Galas au Kremlin et concerts en Crimée

Or, l’influence du Kremlin dans les médias russes n’est plus à prouver. Le Guardian note que si le gouvernement contrôle la majorité des chaînes de télévision d’influence, c’est la première fois qu’il s’immisce dans le milieu des radios musicales. En juillet, le vice-ministre des communications Alexei Volin abondait déjà en ce sens, évoquant bel et bien le souhait de la formation d’une “holding de musique avec une direction patriotique”.
Pendant ce temps-là, Kiselyov expliquait dans les colonnes de Kommersant qu’au moins quatre stations de Russkaya Media Group diffusent majoritairement de la musique occidentale, or “Nous voulons qu’elles passent de la musique russe”, martelait-il. Un point de vue un peu gonflé pour le musicien Grigory Leps, qui tient à rappeler que le vaisseau amiral de ces stations, Russkoye Radio, a été conçu pour ne diffuser que de la musique russophone.
Aussi, le patron de Russkaya Media Group défend la programmation de ses ondes en soulignant que des chanteurs populaires se sont souvent produits lors d’événements patriotiques, jouant notamment en Crimée annexée et dans des zones de l’Ukraine contrôlées par les séparatistes pro-russes – malgré la menace de sanctions. “Pouvez-vous dire que c’est non-patriotique ?”, fait-il mine de se demander.

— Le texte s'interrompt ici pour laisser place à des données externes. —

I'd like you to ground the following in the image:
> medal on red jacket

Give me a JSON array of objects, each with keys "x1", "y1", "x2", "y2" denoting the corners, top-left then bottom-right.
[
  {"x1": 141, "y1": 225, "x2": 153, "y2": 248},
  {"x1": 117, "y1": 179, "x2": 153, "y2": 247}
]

Certes, il sera difficile d’accuser les signataires de cette lettre ouverte de ne pas aimer d’amour leur pays : parmi eux, la chanteuse d’opéra Anna Netrebko, qui n’a pas hésité à poser l’an passé avec le drapeau de la “Nouvelle Russie” auto-proclamée avec un leader séparatiste dans le Donbass (est de l’Ukraine).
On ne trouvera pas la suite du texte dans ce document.